ちなみに公園管理事務所はその南の最も端っこ。見上げると聖ヶ丘(ひじりがおか)橋が架かっていて、その下が桜ヶ丘公園の境界になっています。橋を越えた所には遊具がふたつ。
ブランコ、小さなすべり台付きの遊具と砂場があります。聖ヶ丘緑地となっていて、桜ヶ丘公園の遊具ではないものの、もちろん利用はできます。ただし遊びの広場からこの辺り、最短距離は取れません。
敷地を隣接する連光寺公園も挟まっているような状態で、ターザンロープと小さな遊具があるこの公園も、スムースに連絡はとれず別物な感じ。公園管理事務所とは公園西中央口を経由しなければなりません。
公園西中央口まで旧多摩聖蹟記念館や記念館口駐車場付近を経由した後、南北の公道沿いの園路を進むようになっています。そしてこの南北の園路の北の端こそが、子どもと楽しむ視点からは欠かすことができないのです。
都立桜ヶ丘公園は、多摩市の大谷戸公園とは一体になっています。利用する上でふたつの境目は意識できません。園路を進んでいくと、いつの間にかどちらかから、もうひとつに到着してしまうことになります。
桜ヶ丘公園から大谷戸公園に着いた! と分かるとしたら大型遊具とキャンプ場のある広場を見つけたときになりそうです。そして遊具にはとても見どころがあります。
ふたつの公園の連絡は、広くてよく整備された南北の園路を進むルート。そしてまさに山道といっていいようなショートカットが、遊びの広場との間に存在します。さらに旧多摩聖蹟記念館を絡めた森を抜けるルートもあります。
大谷戸公園の遊具とふたつの公園の連絡については、大谷戸公園の特集記事を別途用意します。事実上ひとつである桜ヶ丘公園と大谷戸公園。その姿を余すことなく理解するにはどちらもご覧頂くことをおススメします。
ここが聖蹟であるというのはどういう意味?
端的にいってしまえば聖蹟とは、天皇の行幸地ということ。ただしこのことを敢えてこんな言葉で表すようになったのは明治天皇の時から。元々はもっとざっくりと貴人の訪れたところを表す言葉だったのです。
1871(明治4)年の太政官布告以来、天皇の行幸に係る地の呼び名になりました。例えば元正天皇が訪れて、改元の由来にもなった養老の滝が、養老公園にあります。けれども養老の滝を、わざわざ聖蹟などといいません。

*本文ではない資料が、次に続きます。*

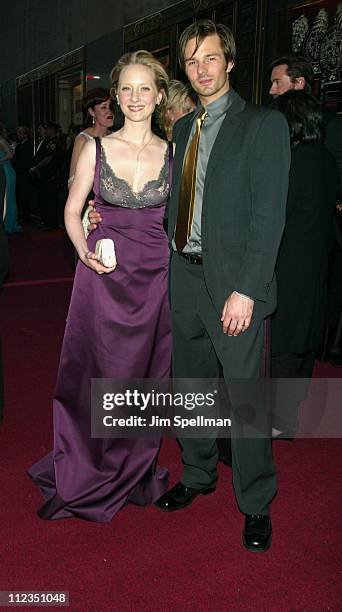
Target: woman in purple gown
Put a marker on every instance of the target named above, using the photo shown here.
(118, 323)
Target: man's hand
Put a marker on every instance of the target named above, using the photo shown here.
(236, 314)
(93, 217)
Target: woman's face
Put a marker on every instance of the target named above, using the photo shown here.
(179, 110)
(137, 92)
(103, 114)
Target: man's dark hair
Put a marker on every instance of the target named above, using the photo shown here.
(200, 30)
(297, 66)
(303, 114)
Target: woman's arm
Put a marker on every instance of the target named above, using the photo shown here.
(79, 143)
(4, 147)
(83, 182)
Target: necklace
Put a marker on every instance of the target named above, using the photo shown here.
(137, 161)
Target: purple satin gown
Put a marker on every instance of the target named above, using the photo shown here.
(118, 326)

そもそも特に近世になってからは、天皇は御所をめったなことで出ることはなかったのです。聚楽第行幸(後陽成天皇が1588(天正16)年、豊臣秀吉を訪問)、二条城行幸などは、歴史的な出来事として記録されています。
後水尾天皇が1626(寛永3)年、徳川秀忠、家光を訪問し、秀忠の娘、和子(天皇の中宮)と5日間滞在するため、二条城は二年間準備して拡張造営されました。聖蹟は1919(大正8)年の史蹟名勝天然紀念物保存法により、史蹟に指定されるようになります。
占領後GHQにより指定解除されて以来、天皇の行幸地を聖蹟と定めることはなくなりました。こうしたことなので聖蹟というのは、桜ヶ丘公園最寄り駅のひとつの名前になる、聖蹟桜ヶ丘に限ったものではないです。

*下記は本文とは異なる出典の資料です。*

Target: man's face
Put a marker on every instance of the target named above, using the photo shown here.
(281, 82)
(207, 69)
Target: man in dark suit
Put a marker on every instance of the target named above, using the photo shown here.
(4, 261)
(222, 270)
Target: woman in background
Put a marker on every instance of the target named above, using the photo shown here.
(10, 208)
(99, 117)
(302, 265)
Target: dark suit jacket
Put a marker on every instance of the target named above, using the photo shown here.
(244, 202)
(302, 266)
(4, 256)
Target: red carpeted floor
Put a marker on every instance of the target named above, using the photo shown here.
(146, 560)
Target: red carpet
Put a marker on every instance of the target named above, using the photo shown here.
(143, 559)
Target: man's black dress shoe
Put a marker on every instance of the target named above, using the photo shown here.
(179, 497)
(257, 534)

それでも駅名にまでなったのは他にないため、東京の多摩地区を知る人であれば聞いたことがあって、馴染のある言葉になっているのでしょう。その命名の元になるのが桜ヶ丘公園にある旧多摩聖蹟記念館になるのです。
多摩市の桜ヶ丘という場所は、聖蹟桜ヶ丘駅のところでも桜ヶ丘公園のところでもなく、桜ヶ丘公園とは鎌倉街道の反対側のことです。これは関戸駅が聖蹟桜ヶ丘駅に変わってから、駅にちなんでつけられた地名です。
桜ヶ丘公園のある連光寺の付近では、特に向ノ岡で名主の富澤政恕が主導して桜約350本を植樹。元からあった老木を復興して向ノ岡の桜林(1860(万延元)年より)として知られるようなりました。

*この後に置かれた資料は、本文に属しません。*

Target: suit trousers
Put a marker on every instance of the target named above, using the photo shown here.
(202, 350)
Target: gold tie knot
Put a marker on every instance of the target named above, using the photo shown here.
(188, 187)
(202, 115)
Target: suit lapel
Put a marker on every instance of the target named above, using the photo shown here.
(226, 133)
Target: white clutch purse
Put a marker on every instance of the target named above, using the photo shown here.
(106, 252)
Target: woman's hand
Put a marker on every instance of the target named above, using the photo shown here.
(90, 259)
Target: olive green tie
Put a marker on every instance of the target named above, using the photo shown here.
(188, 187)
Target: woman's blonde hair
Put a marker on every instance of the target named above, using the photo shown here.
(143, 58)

多摩市では草競馬が開かれて桜馬場と呼ばれたり、桜楽軒という茶屋が賑わったりといったエピソードを伝えています。桜ヶ丘公園にはヤマザクラやソメイヨシノなど、約300本の桜が植えられているそう。
そうした桜の園付近は明治から大正に、皇室の連光寺村御猟場に指定され、明治天皇も4回、兎狩と鮎漁に訪れており、元宮内大臣の田中光顕が1930(昭和5)年に聖蹟記念館を建設したこともあって、1937(昭和12)年聖蹟桜ヶ丘駅(関戸駅が改称)ができたのです。
桜ヶ丘公園を訪れるには(アクセスについて)
住所:東京都多摩市連光寺三、五丁目
連絡先:042-375-1240(桜ヶ丘公園サービスセンター、連光寺5-15)
公式サイトからの引用
小田急多摩線「小田急永山駅」、京王相模原線「永山駅」から京王バス聖蹟桜ヶ丘駅行き、または聖ヶ丘団地行きで「桜ヶ丘公園西口」下車1分
京王線「聖蹟桜ヶ丘駅」から京王バス永山駅行き「桜ヶ丘公園西口」下車1分
【自動車を利用する場合】
駐車場:無料(95台)
記念館口:8時45分~16時30分、連光寺5-4、57台(車イス用2台)
ゆうひの丘:8時45分~20時、連光寺3-16、38台(軽1台、車イス用1台)
ゆうひの丘駐車場はドッグラン横
完全無料ではあっても、公園の規模の割には収容台数は少ないです。ほんとうはもうちょっと拡張して欲しいところ。ゆうひの丘駐車場は川崎街道沿いで分かりやすいです。
【公共交通機関を利用する場合】
最寄駅:京王相模原線京王永山駅(小田急多摩線小田急永山駅)約1.5 km
京王線と小田急線の永山駅は一応別々にはなっているものの、並んでいて一体のようなもの。京王線のほうが桜ヶ丘公園側にあるというだけの話です。永山駅からは西中央口を目指すことになります。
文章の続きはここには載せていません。